The study highlights two major advantages of DEF‑TAP. First, the robustness of the His‑Ni²⁺ interaction permits the use of stringent washing and elution conditions that preserve weakly bound partners, expanding the detectable interactome. Second, by fractionating the complex before digestion, researchers obtain a “binding‑strength fingerprint” for each partner, which can be interpreted as a proxy for interaction affinity or structural positioning within the complex. This dual information—identities of partners and their relative binding strengths—goes beyond the binary interaction maps typically generated by standard TAP.

Biologically, the findings reinforce the concept that soluble nuclear H4 functions as a hub linking chromatin assembly (via HAT1 and the RbAp proteins), DNA replication licensing (via MCM2‑7), and programmed cell death pathways (via DAXX).

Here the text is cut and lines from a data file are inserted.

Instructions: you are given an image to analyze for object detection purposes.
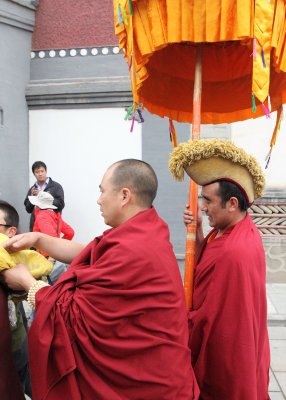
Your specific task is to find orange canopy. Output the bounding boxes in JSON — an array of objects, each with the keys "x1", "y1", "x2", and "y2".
[{"x1": 114, "y1": 0, "x2": 286, "y2": 124}]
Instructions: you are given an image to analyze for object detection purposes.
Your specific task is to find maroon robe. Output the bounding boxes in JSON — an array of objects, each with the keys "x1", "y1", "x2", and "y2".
[
  {"x1": 29, "y1": 207, "x2": 199, "y2": 400},
  {"x1": 189, "y1": 213, "x2": 270, "y2": 400},
  {"x1": 0, "y1": 287, "x2": 25, "y2": 400}
]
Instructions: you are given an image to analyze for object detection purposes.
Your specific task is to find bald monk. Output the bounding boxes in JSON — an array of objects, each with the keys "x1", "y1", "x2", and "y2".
[
  {"x1": 170, "y1": 138, "x2": 270, "y2": 400},
  {"x1": 2, "y1": 159, "x2": 199, "y2": 400}
]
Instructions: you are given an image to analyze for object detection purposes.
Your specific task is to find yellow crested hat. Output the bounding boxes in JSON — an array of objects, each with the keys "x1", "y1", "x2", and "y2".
[{"x1": 169, "y1": 138, "x2": 265, "y2": 204}]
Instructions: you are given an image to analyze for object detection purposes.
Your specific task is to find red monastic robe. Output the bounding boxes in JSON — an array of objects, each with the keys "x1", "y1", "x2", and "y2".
[
  {"x1": 29, "y1": 207, "x2": 199, "y2": 400},
  {"x1": 189, "y1": 213, "x2": 270, "y2": 400},
  {"x1": 0, "y1": 287, "x2": 25, "y2": 400}
]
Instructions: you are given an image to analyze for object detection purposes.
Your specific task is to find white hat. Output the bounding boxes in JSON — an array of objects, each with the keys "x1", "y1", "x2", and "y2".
[{"x1": 28, "y1": 191, "x2": 57, "y2": 210}]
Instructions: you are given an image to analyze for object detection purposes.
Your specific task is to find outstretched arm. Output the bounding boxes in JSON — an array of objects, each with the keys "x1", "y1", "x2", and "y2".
[
  {"x1": 2, "y1": 263, "x2": 36, "y2": 292},
  {"x1": 2, "y1": 232, "x2": 85, "y2": 264}
]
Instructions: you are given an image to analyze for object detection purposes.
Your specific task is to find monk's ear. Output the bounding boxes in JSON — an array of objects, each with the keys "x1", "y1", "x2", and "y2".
[
  {"x1": 121, "y1": 187, "x2": 131, "y2": 207},
  {"x1": 228, "y1": 196, "x2": 239, "y2": 212}
]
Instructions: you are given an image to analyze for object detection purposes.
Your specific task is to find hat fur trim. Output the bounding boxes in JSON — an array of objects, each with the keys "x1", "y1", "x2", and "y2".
[{"x1": 169, "y1": 138, "x2": 265, "y2": 200}]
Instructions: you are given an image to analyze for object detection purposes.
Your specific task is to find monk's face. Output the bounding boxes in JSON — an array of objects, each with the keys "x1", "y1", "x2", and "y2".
[
  {"x1": 97, "y1": 166, "x2": 123, "y2": 228},
  {"x1": 201, "y1": 182, "x2": 231, "y2": 232}
]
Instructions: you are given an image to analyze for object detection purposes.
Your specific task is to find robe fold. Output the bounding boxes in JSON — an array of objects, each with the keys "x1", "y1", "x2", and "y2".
[
  {"x1": 29, "y1": 207, "x2": 199, "y2": 400},
  {"x1": 189, "y1": 213, "x2": 270, "y2": 400},
  {"x1": 0, "y1": 287, "x2": 25, "y2": 400}
]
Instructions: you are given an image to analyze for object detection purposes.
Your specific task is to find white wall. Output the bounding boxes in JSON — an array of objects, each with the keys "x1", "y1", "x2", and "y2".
[
  {"x1": 29, "y1": 108, "x2": 142, "y2": 244},
  {"x1": 231, "y1": 111, "x2": 286, "y2": 188}
]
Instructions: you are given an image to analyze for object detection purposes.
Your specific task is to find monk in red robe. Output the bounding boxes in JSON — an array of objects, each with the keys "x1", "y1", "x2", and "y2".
[
  {"x1": 185, "y1": 182, "x2": 270, "y2": 400},
  {"x1": 2, "y1": 159, "x2": 199, "y2": 400},
  {"x1": 176, "y1": 139, "x2": 270, "y2": 400}
]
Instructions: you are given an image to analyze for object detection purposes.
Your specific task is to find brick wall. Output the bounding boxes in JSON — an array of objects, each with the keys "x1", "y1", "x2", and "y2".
[{"x1": 32, "y1": 0, "x2": 118, "y2": 50}]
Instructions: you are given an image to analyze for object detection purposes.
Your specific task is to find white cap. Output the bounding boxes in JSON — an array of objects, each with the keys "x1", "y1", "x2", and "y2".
[{"x1": 28, "y1": 191, "x2": 57, "y2": 210}]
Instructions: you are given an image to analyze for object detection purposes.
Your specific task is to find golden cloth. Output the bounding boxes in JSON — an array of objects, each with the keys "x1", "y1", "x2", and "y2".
[{"x1": 114, "y1": 0, "x2": 286, "y2": 123}]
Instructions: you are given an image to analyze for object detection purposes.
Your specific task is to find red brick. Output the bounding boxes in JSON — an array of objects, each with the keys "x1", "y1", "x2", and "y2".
[{"x1": 32, "y1": 0, "x2": 118, "y2": 50}]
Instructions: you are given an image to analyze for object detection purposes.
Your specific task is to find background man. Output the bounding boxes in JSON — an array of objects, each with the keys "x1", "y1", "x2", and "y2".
[
  {"x1": 2, "y1": 159, "x2": 199, "y2": 400},
  {"x1": 24, "y1": 161, "x2": 65, "y2": 231},
  {"x1": 170, "y1": 138, "x2": 270, "y2": 400},
  {"x1": 0, "y1": 200, "x2": 31, "y2": 399}
]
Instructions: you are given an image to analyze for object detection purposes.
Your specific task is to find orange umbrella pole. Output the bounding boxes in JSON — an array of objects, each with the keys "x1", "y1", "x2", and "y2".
[{"x1": 184, "y1": 45, "x2": 202, "y2": 309}]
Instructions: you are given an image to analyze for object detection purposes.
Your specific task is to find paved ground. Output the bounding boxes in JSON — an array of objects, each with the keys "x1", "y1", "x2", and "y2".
[{"x1": 267, "y1": 284, "x2": 286, "y2": 399}]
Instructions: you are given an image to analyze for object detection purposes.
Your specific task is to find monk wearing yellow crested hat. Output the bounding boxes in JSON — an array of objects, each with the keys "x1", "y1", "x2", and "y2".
[{"x1": 170, "y1": 138, "x2": 270, "y2": 400}]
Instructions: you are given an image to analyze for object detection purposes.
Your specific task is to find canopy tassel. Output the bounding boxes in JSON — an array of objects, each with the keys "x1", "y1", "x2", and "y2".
[
  {"x1": 261, "y1": 47, "x2": 266, "y2": 67},
  {"x1": 137, "y1": 108, "x2": 144, "y2": 123},
  {"x1": 262, "y1": 103, "x2": 271, "y2": 118},
  {"x1": 124, "y1": 104, "x2": 134, "y2": 120},
  {"x1": 128, "y1": 0, "x2": 133, "y2": 15},
  {"x1": 253, "y1": 38, "x2": 257, "y2": 59},
  {"x1": 130, "y1": 116, "x2": 135, "y2": 132},
  {"x1": 128, "y1": 54, "x2": 133, "y2": 71},
  {"x1": 169, "y1": 119, "x2": 178, "y2": 148},
  {"x1": 252, "y1": 92, "x2": 256, "y2": 113},
  {"x1": 265, "y1": 106, "x2": 283, "y2": 168},
  {"x1": 118, "y1": 4, "x2": 123, "y2": 25},
  {"x1": 123, "y1": 7, "x2": 128, "y2": 25}
]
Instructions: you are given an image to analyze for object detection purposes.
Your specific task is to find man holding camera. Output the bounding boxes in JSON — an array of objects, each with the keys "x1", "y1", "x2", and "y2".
[{"x1": 24, "y1": 161, "x2": 65, "y2": 231}]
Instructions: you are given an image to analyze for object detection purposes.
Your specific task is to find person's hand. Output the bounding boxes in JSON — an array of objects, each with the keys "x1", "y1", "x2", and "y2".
[
  {"x1": 183, "y1": 203, "x2": 203, "y2": 228},
  {"x1": 31, "y1": 187, "x2": 40, "y2": 196},
  {"x1": 1, "y1": 263, "x2": 36, "y2": 292},
  {"x1": 183, "y1": 204, "x2": 194, "y2": 226},
  {"x1": 1, "y1": 232, "x2": 40, "y2": 253}
]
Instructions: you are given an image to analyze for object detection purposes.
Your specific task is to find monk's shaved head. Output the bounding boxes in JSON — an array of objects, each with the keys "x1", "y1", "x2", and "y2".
[{"x1": 109, "y1": 159, "x2": 158, "y2": 208}]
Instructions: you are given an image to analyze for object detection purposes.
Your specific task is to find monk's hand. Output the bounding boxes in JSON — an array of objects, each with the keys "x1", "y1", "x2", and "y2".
[
  {"x1": 1, "y1": 232, "x2": 40, "y2": 253},
  {"x1": 183, "y1": 203, "x2": 193, "y2": 226},
  {"x1": 1, "y1": 263, "x2": 36, "y2": 292},
  {"x1": 184, "y1": 203, "x2": 203, "y2": 229}
]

The differential elution patterns suggest that H4 engages distinct sub‑complexes with varying affinities, potentially reflecting dynamic remodeling events during the cell cycle. Moreover, the dependence of HAT1 on the H4 N‑terminal tail underscores the importance of this flexible region in recruiting acetyltransferases and possibly in regulating downstream chromatin modifications.

In summary, DEF‑TAP provides a powerful, versatile platform for dissecting multiprotein assemblies, especially those involving chromatin components that are prone to dissociation under conventional purification conditions. The method’s ability to generate both qualitative (partner identity) and semi‑quantitative (binding‑strength) data makes it attractive for broader applications, such as mapping dynamic interactomes, studying post‑translational modification–dependent assemblies, or probing the architecture of large nuclear machineries. The authors’ application to H4 demonstrates the approach’s utility and opens avenues for future investigations into the intricate network of histone‑mediated nuclear processes.